Fluxer versus other open source alternatives to Discord
Matrix/Element is the most mature and federated option: it allows different servers to communicate with each other, has clients for all platforms, and has a huge community. Its weak point is that the user experience is far from the comfort of Discord, and setting up your own server can be complex. It is the best choice if federation and interoperability are priorities.
Revolt is perhaps the project most similar to Fluxer in philosophy: it is also a visual clone of Discord, free and self-hostable. It’s lighter and has been in development longer, but the pace of updates is slower and the community, while active, is smaller. A valid alternative if something more stable than Fluxer is needed at this time.
Rocket.Chat targets a different profile: it is mainly designed for work teams and companies, with integrations, customer service flows and advanced collaboration features. It doesn’t replicate the Discord experience as directly, but it’s the most robust option for corporate environments that want to self-host their messaging.
Compared to all of them, Fluxer stands out as the one that most faithfully replicates the Discord experience —interface, communities, channels, permissions— with the least functional compromise. The price is that it is still in active stabilization.

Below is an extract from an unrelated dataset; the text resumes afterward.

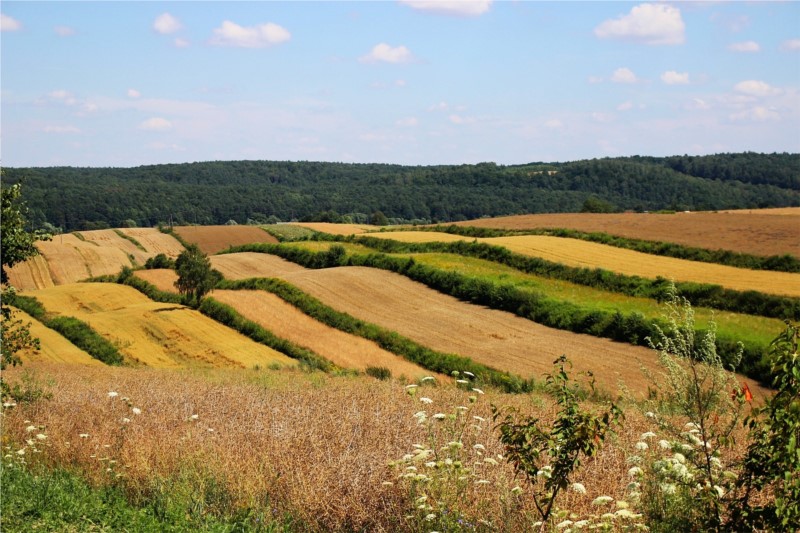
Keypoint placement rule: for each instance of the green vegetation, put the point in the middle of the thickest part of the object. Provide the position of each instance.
(216, 192)
(389, 340)
(76, 331)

Is Fluxer a good alternative to Discord?
Fluxer, with its imperfections and still-in-development state, exists precisely because there are people who prefer to take on the technical complexity of self-hosting their own messaging server rather than handing their ID card to an American company. And that, although it sounds exaggerated, is a completely reasonable position in 2026.
If Discord had remained what it was five years ago, Fluxer probably wouldn’t exist, or at least not with this urgency. Free software doesn’t usually arise from nothing: it arises from necessity, from weariness, or from someone deciding there’s a line they don’t want to cross. In this case, I think all three things go together.
For now, Fluxer deserves to be on the radar of anyone who manages online communities, works with remote teams, or simply doesn’t want to depend on a company deciding tomorrow that they need more of your data to “improve security”. There are other open source alternatives to Discord on the market —Matrix/Element, Revolt, Rocket.Chat—, but Fluxer is the one that most directly aims to replicate the Discord experience without compromise, and with the momentum of a rapidly growing community.